Maksatta ittifak
Birinci İhlâs Lem'ası'ndaki şu vurgulu ifadeler de baştan beri işlemeye çalıştığımız manaları tamamlayıp taçlandırıyor:
"Bütün hissiyatınızla, ehl-i dünyadan daha şiddetli bir surette meslektaşlarınızla ve dindaşlarınızla ittifak ediniz, yani ihtilâfa düşmeyiniz. 'Böyle küçük meseleler için kıymettar vaktimi sarf etmektense, o çok kıymetli vaktimi zikir ve fikir gibi kıymettar şeylere sarf edeceğim' deyip çekilerek ittifakı zayıflaştırmayınız. ünkü bu manevî cihadda küçük mesele zannettiğiniz, çok büyük olabilir. (...) Ehl-i hakkın mağlûbiyeti zamanında, (...) küçük bir meseleye sarf olunan senin kıymettar bir günün, (...) bin derece kıymet alabilir, bir günün bin gün olabilir."

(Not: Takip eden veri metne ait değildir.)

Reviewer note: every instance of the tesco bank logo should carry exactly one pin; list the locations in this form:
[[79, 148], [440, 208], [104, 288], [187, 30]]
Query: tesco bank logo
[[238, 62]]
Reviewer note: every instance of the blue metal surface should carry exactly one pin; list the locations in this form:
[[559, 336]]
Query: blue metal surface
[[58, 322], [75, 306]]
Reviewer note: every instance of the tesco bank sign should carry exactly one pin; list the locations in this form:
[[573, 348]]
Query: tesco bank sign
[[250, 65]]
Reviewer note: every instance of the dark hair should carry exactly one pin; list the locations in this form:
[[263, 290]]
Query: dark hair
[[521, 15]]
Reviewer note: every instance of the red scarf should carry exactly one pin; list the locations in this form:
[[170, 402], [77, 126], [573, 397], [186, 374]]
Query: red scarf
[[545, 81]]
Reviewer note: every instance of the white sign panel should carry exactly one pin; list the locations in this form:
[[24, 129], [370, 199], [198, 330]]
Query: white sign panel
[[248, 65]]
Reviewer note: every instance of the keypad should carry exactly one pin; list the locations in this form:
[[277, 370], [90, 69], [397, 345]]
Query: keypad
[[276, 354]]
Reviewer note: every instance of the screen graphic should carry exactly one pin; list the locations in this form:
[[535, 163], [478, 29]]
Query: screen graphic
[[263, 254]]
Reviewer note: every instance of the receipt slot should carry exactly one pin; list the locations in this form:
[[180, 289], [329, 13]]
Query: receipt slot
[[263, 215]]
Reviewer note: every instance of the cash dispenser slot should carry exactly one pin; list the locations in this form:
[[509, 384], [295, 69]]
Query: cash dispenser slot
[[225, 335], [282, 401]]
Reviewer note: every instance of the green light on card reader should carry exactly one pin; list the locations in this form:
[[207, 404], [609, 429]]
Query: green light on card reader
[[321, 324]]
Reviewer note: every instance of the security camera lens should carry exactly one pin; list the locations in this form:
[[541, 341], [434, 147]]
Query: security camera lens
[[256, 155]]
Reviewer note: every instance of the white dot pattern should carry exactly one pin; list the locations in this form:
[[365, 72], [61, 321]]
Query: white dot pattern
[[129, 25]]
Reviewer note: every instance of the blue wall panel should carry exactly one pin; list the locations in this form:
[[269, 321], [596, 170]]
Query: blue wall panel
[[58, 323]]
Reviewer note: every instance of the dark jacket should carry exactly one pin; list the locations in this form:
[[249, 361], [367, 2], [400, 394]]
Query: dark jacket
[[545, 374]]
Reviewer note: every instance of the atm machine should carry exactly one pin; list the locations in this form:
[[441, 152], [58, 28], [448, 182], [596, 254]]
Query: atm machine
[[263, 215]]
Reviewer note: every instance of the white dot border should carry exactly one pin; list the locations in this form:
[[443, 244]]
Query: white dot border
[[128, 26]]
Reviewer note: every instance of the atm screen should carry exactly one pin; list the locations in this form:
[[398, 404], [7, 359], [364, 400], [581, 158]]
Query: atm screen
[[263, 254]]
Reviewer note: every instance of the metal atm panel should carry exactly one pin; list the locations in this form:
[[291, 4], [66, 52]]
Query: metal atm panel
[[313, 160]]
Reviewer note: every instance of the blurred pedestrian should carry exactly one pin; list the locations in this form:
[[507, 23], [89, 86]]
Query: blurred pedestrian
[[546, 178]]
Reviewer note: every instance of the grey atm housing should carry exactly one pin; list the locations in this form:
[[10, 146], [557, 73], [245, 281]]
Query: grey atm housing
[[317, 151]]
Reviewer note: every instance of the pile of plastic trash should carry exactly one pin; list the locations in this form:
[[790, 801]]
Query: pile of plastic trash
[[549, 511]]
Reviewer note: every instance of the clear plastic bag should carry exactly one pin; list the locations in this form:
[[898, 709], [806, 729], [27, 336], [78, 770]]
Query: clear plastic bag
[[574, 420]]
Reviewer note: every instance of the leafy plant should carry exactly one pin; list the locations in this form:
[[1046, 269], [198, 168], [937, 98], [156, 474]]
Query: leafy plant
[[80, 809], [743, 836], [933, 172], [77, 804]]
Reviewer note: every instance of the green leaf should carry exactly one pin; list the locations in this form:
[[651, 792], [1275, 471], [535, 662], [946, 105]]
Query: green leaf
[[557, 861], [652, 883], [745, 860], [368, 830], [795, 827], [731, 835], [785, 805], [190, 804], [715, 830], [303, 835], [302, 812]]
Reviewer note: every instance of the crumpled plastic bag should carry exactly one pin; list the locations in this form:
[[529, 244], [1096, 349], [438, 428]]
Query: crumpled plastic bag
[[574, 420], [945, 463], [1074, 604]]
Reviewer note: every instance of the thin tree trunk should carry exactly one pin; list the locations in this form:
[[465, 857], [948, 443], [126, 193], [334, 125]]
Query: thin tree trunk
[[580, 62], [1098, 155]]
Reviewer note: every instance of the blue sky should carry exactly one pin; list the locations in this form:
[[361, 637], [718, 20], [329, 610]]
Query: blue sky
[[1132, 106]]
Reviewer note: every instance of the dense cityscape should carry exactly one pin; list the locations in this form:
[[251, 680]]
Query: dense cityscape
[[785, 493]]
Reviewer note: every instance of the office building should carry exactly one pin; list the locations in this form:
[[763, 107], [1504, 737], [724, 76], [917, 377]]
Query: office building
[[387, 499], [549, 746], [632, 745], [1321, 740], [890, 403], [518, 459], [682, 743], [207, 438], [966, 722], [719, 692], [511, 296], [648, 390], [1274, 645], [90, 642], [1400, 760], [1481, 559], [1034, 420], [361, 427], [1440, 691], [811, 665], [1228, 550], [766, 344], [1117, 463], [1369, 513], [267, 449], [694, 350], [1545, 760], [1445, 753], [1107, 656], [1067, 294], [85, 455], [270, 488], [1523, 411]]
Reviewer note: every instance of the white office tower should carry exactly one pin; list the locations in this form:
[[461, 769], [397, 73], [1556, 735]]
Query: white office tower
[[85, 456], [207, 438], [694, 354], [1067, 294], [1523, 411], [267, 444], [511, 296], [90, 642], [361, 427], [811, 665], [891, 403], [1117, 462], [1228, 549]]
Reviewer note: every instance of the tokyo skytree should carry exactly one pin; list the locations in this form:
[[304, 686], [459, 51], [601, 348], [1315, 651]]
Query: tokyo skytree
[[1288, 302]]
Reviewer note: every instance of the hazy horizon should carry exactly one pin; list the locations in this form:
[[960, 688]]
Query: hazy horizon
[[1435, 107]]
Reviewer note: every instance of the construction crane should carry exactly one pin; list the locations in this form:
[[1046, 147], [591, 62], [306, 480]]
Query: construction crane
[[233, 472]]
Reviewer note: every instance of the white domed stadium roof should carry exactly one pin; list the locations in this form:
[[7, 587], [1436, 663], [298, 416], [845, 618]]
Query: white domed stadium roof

Zira rıza-yı İlâhî çerçevesinde, zerreyi yıldız gibi yapabilecek önem ve değerde bir görev bu.
Dolayısıyla, kendi hizmet ekolümüzün dairesi içinde fert fert birbirimizle olan ilişkilerimizden başlayıp, sair hizmet ekolleriyle irtibatlarımıza ve dünya ölçeğindeki Müslümanlarla her seviyedeki bağlarımıza kadar uzanan halkalardaki tavır, duruş ve yaklaşımlarımızı, Said Nursî'nin "İttihad-ı İslâm'ın tam zamanı geliyor" tesbiti çerçevesinde yeniden yorumlayıp dizayn etmemiz gerekiyor.
Bu dizayn sürecinin, âfâkî ve hayalî ütopyalara sapmadan, gerçekçi bir zemin ve çizgide doğru ve dengeli bir yaklaşımla yönetilmesini sağlayacak ölçü ve parametreler yine Risale-i Nur'da.
Meselâ ittihad-ı İslâm'ı illâ bütün cemaat, tarikat ve hizmet ekollerinin tek bir çatı altında organik bütünleşmesi şeklinde anlamak yanlış. Böyle birşey fıtrata da, sosyal gerçeklere de aykırı.